EEUU está hecho de una épica que se encarna en el dinero como representación máxima del éxito, pero solo tras entrar en combustión gracias al movimiento, o sea, la narrativa. Por eso, en realidad, los americanos aman por encima de todo las historias. Hasta el punto de acuñar un término literario asociado íntimamente a su nación: la Gran Novela Americana es el intento con el que todo gran novelista (pero Todo, aunque algunos, pocos, no lo reconozcan) del país intenta captar la forma en que la esencia de éste, sus valores estructurales, se reflejan en la época que le ha tocado narrar. Aunque hay un constante debate sobre qué novelas han alcanzado tal logro, un puñado de ellas han alcanzado una sorprendente (o no, si comparamos intensidades/autoestimas identitarias: ¿se imagina un intento de debate sobre una Gran Novela Española?) unanimidad en la sociedad norteamericana. La que más sobresale en este sentido quizá sea ‘Moby Dick’, de Melville, la historia de un marino que persigue compulsivamente una ballena blanca. La Ballena. Siempre esquiva, siempre más allá, no queda claro (ni debe quedar, ahí la mejor vibración narrativa) hasta qué punto el Capitán Ahab está obsesionado con el éxito de su captura o la experiencia de la persecución. La Ballena. ¿El éxito? ¿La épica?    

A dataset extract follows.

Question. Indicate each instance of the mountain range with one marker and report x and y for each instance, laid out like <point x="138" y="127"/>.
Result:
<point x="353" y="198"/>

Pero, de nuevo, no olvidemos que la narrativa estadounidense termina alicatando la épica con dólares contantes y sonantes. La apuesta de Jim, el Rey de los Colchones, tiene truco. En realidad, se trata de una inteligente maniobra de marketing. Si ganan los Bengals, le caerán 7,7 millones de dólares, pero tendrá que cumplir con la promesa que le ha hecho a sus clientes de reembolsarles el montante de las compras de más de 3.000 dólares en muebles… si ganan los Bengals. En realidad, se trata de algo así como un seguro con más adrenalina y mucho marketing. Lleva tiempo haciéndolo en diferentes deportes, pero su arpón favorito siempre apunta a la gran ballena blanca de la Super Bowl. El año pasado, por ejemplo, apostó 3,46 millones por los Tampa Bay Buccaneers del legendario Tom Brady. Este año serán 4,5 millones a un equipo con mucho menos glamour, poco que perder y mucho que ganar. Jim y su contable (y la Hacienda de EEUU) sabrán si le salen los números, pero no hay duda de la huella que está dejando entre sus compatriotas, vía revuelo en unos medios de comunicación siempre dispuestos a contar las historias que realmente remueven a su audiencia, ávidos de historias de épica y dinero. Sube la apuesta de Jim el Rey de los Colchones. Sube la apuesta por el Gran Negocio Americano.